Common Failure Modes

  1. Schema Violations

    • LLM returns a field with wrong type
    • Missing required fields
    • Extra unexpected fields
  2. Hallucinated Data

    • LLM "invents" information not in the source
    • Dates in wrong format (even with schema)
    • Numbers with wrong precision
  3. Partial Extraction

    • Some fields extracted, others missed
    • Empty strings vs null vs missing keys
  4. Context Window Limits

    • Input too large → truncation → incomplete extraction

Mitigation: Validation + retry logic (covered below)


2. Guardrails for LLMs

Guardrails are constraints and validation layers that ensure LLM outputs are safe, correct, and usable.

Schema Enforcement

Define what valid output looks like before the LLM runs:

from pydantic import BaseModel, Field

class InvoiceData(BaseModel):
    invoice_number: str = Field(..., pattern=r"^INV-\d+$")
    total: float = Field(..., gt=0)  # Must be positive
    due_date: str = Field(..., pattern=r"^\d{4}-\d{2}-\d{2}$")

Why this matters:

  • Catches errors immediately
  • No invalid data enters your system
  • Self-documenting code

Input/Output Constraints

Input constraints:

  • Max length (token limits)
  • Content filtering (no PII in prompts)
  • Rate limiting

Output constraints:

  • Schema validation
  • Allowed value ranges
  • Business logic checks (e.g., due_date must be in the future)
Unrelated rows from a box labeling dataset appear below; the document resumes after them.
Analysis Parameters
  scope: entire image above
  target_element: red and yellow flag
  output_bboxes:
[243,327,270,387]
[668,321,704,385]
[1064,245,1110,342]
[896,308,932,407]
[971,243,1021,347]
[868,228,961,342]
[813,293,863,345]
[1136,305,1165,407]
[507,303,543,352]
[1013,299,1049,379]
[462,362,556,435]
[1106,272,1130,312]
Determinism vs Creativity Tradeoffs

Parameter Value Use Case
Temperature 0-0.2 Deterministic Data extraction, classification
Temperature 0.7-1.0 Creative Content generation, brainstorming

For production data extraction:

  • Use temperature=0 or 0.1
  • Still not 100% deterministic (LLM API behavior)
  • But far more consistent

Trade-off:

  • Low temp → consistent, but may struggle with ambiguity
  • High temp → flexible, but unreliable for structured tasks

3. Output Validation

JSON Schema Validation

Level 1: Structure

# Does it parse as JSON?
try:
    data = json.loads(response)
except JSONDecodeError:
    # Fail fast

Level 2: Schema Compliance

# Does it match the expected structure?
from pydantic import BaseModel

class Expected(BaseModel):
    name: str
    age: int

try:
    validated = Expected(**data)
except ValidationError as e:
    # Retry with error details

Level 3: Business Logic

# Does it make sense in context?
if validated.age < 0 or validated.age > 150:
    # Invalid even if schema-compliant

Type Safety

Without Pydantic:

data = {"age": "25"}  # String, not int!
result = data["age"] + 5  # Runtime error or silent bug

With Pydantic:

from pydantic import BaseModel

class Person(BaseModel):
    age: int

person = Person(age="25")  # Auto-converts
person.age + 5  # Works! Type is guaranteed

Partial vs Hard Failures

Partial Failure Strategy:

  • Extract what you can
  • Mark missing fields as None or "UNKNOWN"
  • Log what failed
  • Use case: Nice-to-have data

Hard Failure Strategy:

  • All fields required
  • Fail immediately if anything is missing
  • Retry or abort
  • Use case: Critical business data (invoices, contracts)

When to Retry vs Fail Fast:

Scenario Strategy Reason
Schema violation Retry (1-3 times) Might be a one-off LLM error
Timeout / rate limit Retry (with backoff) Transient issue
Invalid API key Fail fast Won't resolve on its own
Consistent schema errors Fail fast (after N retries) Schema might be wrong
Hallucinated data Retry with stronger prompt May need more context

How These Concepts Connect to the Project

In our LLM-Powered Data Extractor, you'll see:

  1. Function Calling: The LLM returns JSON conforming to Pydantic schemas
  2. Guardrails: Input validation, schema enforcement, temperature control
  3. Validation: Pydantic models catch errors; retry logic fixes them
  4. Determinism: Low temperature ensures consistent extraction
  5. Failure Handling: Automatic retries with error feedback, graceful degradation

This transforms the LLM from a "smart text generator" into a reliable system component.


Why This Matters in Real Systems

Without these techniques:

  • 80% success rate → 20% of data corrupted
  • Manual cleanup required
  • Can't trust LLM output in pipelines
  • Every edge case needs custom code

With these techniques:

  • 99%+ success rate (with retries)
  • Automatic error recovery
  • LLM output is production-ready
  • One validation layer handles all cases

The goal: Move from "works most of the time" to "works reliably enough to build on."